Introduce value enums — enums whose variants carry an associated primitive value (str or int). This gives Incan a Python StrEnum/IntEnum-equivalent: enums that are more than labels but less than full ADTs. Value enums auto-generate value(), from_value(), string display, and parsing support, enabling clean string/integer lookups, serialization round-tripping, and future environment-variable resolution hooks.

Goals

  • Allow enum declarations to bind each variant to an explicit primitive str or int value.
  • Provide a standard lookup surface for converting value-domain inputs into typed enum variants.
  • Preserve existing regular enum and ADT behavior for declarations without a value type specifier.
  • Make value enums usable by serialization, parsing, display, and future ctx axis resolution without requiring hand-written match helpers.
  • Keep the feature explicit and predictable: no inferred values, no enum-as-primitive subtyping, and no custom value types.

Non-Goals

  • General algebraic data types with per-variant values and payload fields in the same variant.
  • Custom-valued enums over float, bool, model types, or arbitrary user-defined types.
  • Implicit string derivation from variant names.
  • Auto-incrementing integer values.
  • Changing regular enum pattern matching semantics.
  • Making value enum variants subtype or compare equal to their underlying str or int values.

Motivation

Labels vs values

Today, Incan enums are Rust-style ADTs — powerful for pattern matching with data, but lacking a way to associate a simple value with each variant:

# Current: pure labels — no associated string value
enum Env:
    Dev
    QA
    Prod

# How do I go from "production" (a config string) to Env.Prod?
# There is no way to do this today.

In Python, StrEnum solves this:

class Env(StrEnum):
    Dev = "development"
    QA = "qa"
    Prod = "production"

Env("production")  # => Env.Prod
str(Env.Dev)        # => "development"

This pattern is everywhere:

  • Configuration: Environment names, log levels, feature flags — values that arrive as strings from env vars, CLI args, config files, or API responses
  • Serialization: JSON/YAML field values that map to typed variants ("pending"Status.Pending)
  • Database columns: String or integer codes that map to domain concepts (1Priority.Low)
  • API contracts: Wire values that differ from internal naming ("prod" vs Env.Prod)

Without value enums, users must write manual match blocks for every conversion, duplicating logic and inviting bugs.

Prerequisite for ctx axis resolution (RFC 033)

RFC 033 introduces the ctx keyword with multi-axis match blocks:

ctx AppConfig:
    match Env:
        case Dev:
            database_url = "sqlite://dev.db"
        case Prod:
            database_url = "postgres://prod/app"

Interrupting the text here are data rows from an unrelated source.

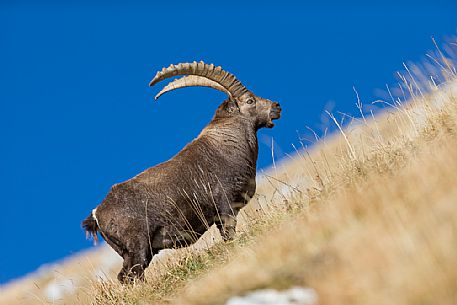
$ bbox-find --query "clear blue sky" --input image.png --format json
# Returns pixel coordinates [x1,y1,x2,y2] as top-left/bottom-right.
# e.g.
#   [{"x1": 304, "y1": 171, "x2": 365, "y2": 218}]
[{"x1": 0, "y1": 0, "x2": 457, "y2": 283}]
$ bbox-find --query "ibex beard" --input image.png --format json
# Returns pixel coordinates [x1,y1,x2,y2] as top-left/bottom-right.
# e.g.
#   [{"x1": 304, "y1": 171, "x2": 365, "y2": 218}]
[{"x1": 82, "y1": 62, "x2": 281, "y2": 283}]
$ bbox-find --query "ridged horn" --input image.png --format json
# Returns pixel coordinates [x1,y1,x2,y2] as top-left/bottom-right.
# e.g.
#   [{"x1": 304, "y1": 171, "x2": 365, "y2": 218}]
[
  {"x1": 149, "y1": 61, "x2": 248, "y2": 98},
  {"x1": 155, "y1": 75, "x2": 231, "y2": 100}
]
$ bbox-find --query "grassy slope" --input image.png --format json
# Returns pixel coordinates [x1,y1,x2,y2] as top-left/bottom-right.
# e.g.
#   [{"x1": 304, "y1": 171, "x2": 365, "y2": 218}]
[
  {"x1": 94, "y1": 66, "x2": 457, "y2": 304},
  {"x1": 0, "y1": 51, "x2": 457, "y2": 304}
]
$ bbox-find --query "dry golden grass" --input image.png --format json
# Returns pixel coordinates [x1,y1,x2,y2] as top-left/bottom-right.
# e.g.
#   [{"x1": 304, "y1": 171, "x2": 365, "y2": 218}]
[
  {"x1": 0, "y1": 41, "x2": 457, "y2": 305},
  {"x1": 84, "y1": 44, "x2": 457, "y2": 304}
]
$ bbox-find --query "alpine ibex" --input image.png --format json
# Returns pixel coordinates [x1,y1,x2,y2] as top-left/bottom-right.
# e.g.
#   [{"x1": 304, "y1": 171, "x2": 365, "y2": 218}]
[{"x1": 82, "y1": 62, "x2": 281, "y2": 282}]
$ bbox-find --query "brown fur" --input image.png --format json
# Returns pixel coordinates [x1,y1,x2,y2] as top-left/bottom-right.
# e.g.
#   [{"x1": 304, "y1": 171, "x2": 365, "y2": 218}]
[{"x1": 83, "y1": 92, "x2": 281, "y2": 282}]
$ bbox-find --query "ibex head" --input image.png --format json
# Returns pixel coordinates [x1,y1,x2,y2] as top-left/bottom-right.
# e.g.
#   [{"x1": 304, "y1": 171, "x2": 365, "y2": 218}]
[{"x1": 149, "y1": 61, "x2": 281, "y2": 128}]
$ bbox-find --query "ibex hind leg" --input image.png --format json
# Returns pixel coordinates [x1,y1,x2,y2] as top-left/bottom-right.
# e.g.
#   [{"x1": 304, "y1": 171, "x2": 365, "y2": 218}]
[{"x1": 117, "y1": 238, "x2": 158, "y2": 283}]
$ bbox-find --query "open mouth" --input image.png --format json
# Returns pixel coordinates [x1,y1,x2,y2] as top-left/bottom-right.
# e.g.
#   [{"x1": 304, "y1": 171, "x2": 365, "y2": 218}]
[
  {"x1": 270, "y1": 106, "x2": 281, "y2": 120},
  {"x1": 267, "y1": 106, "x2": 281, "y2": 128}
]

When Env is resolved from an environment variable (APP_ENV=production), the runtime needs to map the string "production" to Env.Prod. With value enums, that future resolver has a standard lookup table:

enum Env(str):
    Dev = "development"
    QA = "qa"
    Prod = "production"

Without value enums, ctx axis resolution can only match on variant names (case-insensitive: "Prod", "prod", "PROD"), which limits expressiveness and forces users to name variants to match wire values.

Python familiarity

Python developers expect StrEnum/IntEnum as core tools. Incan should offer the same convenience with compile-time safety.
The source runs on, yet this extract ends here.